WHEN I ARRIVED for my second visit to Sitka & Spruce, my companions were already seated—and a bit perplexed. The teensy space provides little room for waiting, and when they arrived the tables were full. “We weren’t sure whether to stand blocking the doorway or move in toward the packed bar.” The only seats to be had were at the communal 10–top stretching down the middle of the room, which at the time held a romancing couple at one end, a solo diner at the other. “Should we have just plopped ourselves between them?” When one of the five private tables became available, my friends were seated and given the wine list. Orally. “So we had to keep asking them to repeat the vintages…”
Welcome to Sitka & Spruce, the latest and perhaps least likely It restaurant to open in this town. The list of its idiosyncrasies is long and, among those who care about such things, infamous: Its middlebrow location in an Eastlake strip mall, its reclaimed decor (here a mirror and a tray hung on a chartreuse wall, there a cow skull and some LPs), its strikingly insufficient capacity, its arcane reservations policy (only one per evening—and only for a party willing to sit at the communal table between 7:30 and 8pm), its legions who consequently eat standing up, and chef–owner Matt Dillon’s penchant for dreaming up an entirely new menu every night.

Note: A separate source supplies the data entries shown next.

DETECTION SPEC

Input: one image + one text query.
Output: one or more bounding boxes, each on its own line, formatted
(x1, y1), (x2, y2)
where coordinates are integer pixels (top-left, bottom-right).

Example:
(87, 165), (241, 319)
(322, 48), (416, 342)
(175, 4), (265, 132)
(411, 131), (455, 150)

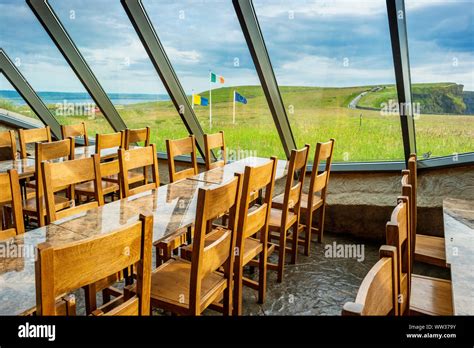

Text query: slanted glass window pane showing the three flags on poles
(144, 0), (285, 159)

Even Dillon, who himself admits difficulty remembering the wine list, agrees it’s weird. “We’re…kind of a different restaurant.” Different by a mile from the places the young Dillon earned his chops: the Georgian, the Salish Lodge, the Herbfarm, the Stumbling Goat Bistro. After working in these kitchens, itching for a place of his own, he envisioned something big, something expensive. Then he took a trip to San Francisco. “There’s a place on the Embarcadero, Boulette’s Larder, where you can go for a pastry during the day, or get all the ingredients for making your own,” he recalls. “In the evenings they do multicourse dinners for 10 to 20 diners. It was like a kitchen with a cash register.”
The “food studio” idea appealed to Dillon, who wanted a pastry–coffee–small lunch operation by day and whose ardor for fresh seasonal ingredients translated well to nightly improvisations on small plates for limited numbers. “Anything bigger than the space we now have might mean loss of quality,” Dillon muses.